Of course, not all of my childhood was spent watching extremely violent films primarily aimed at adults. I also watched things that were aimed at children, like the show Captain Planet. I loved that show when I was in elementary school. But in retrospect, again, the villains of that show were ridiculous. Captain Planet it shows pollution not as an inevitable consequence of productive work that enables modern human civilization and greatly increases the length and quality of human life. Rather, in Captain Planetpollution happens because morally evil people with names like “Looten Plunder” or “Hoggishly Greedy” (or toxic radioactive sludge monsters like “Duke Nukem”) decide to take oil tanks and crash them on the beach on purpose so that… Water babies suffer, I guess?
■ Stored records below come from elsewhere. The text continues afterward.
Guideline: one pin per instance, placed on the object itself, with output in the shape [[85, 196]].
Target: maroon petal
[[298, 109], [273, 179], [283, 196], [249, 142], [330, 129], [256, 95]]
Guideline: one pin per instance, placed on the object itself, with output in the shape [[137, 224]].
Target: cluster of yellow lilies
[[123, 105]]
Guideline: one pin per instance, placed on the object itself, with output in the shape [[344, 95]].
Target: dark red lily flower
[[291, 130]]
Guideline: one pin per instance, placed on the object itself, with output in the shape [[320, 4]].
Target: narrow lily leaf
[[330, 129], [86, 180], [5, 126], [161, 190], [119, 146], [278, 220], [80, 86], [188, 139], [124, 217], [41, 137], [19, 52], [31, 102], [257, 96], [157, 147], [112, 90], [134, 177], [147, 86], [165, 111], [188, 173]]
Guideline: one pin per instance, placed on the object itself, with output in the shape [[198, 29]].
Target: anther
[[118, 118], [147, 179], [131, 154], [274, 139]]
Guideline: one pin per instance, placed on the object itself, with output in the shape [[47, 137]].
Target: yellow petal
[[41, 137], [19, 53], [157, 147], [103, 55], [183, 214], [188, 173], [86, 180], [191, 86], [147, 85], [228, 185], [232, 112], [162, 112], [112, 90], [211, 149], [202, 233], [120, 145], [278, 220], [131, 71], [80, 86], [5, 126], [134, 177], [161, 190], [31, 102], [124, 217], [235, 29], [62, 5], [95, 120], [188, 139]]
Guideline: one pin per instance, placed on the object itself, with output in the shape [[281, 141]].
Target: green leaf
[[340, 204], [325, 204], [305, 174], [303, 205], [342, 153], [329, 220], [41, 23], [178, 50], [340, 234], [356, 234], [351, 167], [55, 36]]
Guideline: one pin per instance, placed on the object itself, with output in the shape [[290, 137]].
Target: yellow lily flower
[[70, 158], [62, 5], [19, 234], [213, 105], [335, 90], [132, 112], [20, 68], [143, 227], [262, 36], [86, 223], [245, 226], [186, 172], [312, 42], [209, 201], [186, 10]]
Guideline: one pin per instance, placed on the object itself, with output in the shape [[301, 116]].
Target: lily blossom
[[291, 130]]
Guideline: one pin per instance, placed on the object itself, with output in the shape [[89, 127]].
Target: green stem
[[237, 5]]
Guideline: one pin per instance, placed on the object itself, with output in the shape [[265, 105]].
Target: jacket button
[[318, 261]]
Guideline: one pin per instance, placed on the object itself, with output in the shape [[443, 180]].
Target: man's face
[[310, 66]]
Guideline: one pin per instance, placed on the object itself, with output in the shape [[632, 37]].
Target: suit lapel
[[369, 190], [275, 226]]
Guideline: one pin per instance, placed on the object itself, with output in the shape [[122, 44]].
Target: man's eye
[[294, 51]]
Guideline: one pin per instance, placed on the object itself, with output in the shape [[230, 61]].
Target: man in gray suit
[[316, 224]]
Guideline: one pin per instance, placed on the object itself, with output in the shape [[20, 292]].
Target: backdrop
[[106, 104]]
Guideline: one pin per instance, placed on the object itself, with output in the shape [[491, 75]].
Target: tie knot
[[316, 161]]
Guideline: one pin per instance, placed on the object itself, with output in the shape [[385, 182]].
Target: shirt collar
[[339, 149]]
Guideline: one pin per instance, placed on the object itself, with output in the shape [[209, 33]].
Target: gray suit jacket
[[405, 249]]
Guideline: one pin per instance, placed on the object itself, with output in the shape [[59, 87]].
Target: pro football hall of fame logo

It’s not as if writing characters with believable motives is impossible. For example, I once wrote about how the show House, MD showed a practical illustration of Bryan Caplan’s model of rational irrationality. And part of what made it so compelling was the believable motivations of the characters involved:
Like all good fiction, this is a completely believable script. No one watching this episode is going to think “The way Foreman is acting is ridiculous.” We can all see how that kind of behavior makes sense, and how we would do the same thing if we were in the same situation.
That’s why I find it curious that films that are often held up as offering a scathing critique of corporate greed fail miserably in writing stories where greed is actually the believable basis of corporate actions. Instead, these companies seem to be motivated by the directive “be as bad as possible, no matter how wasteful, how expensive, and how unprofitable.”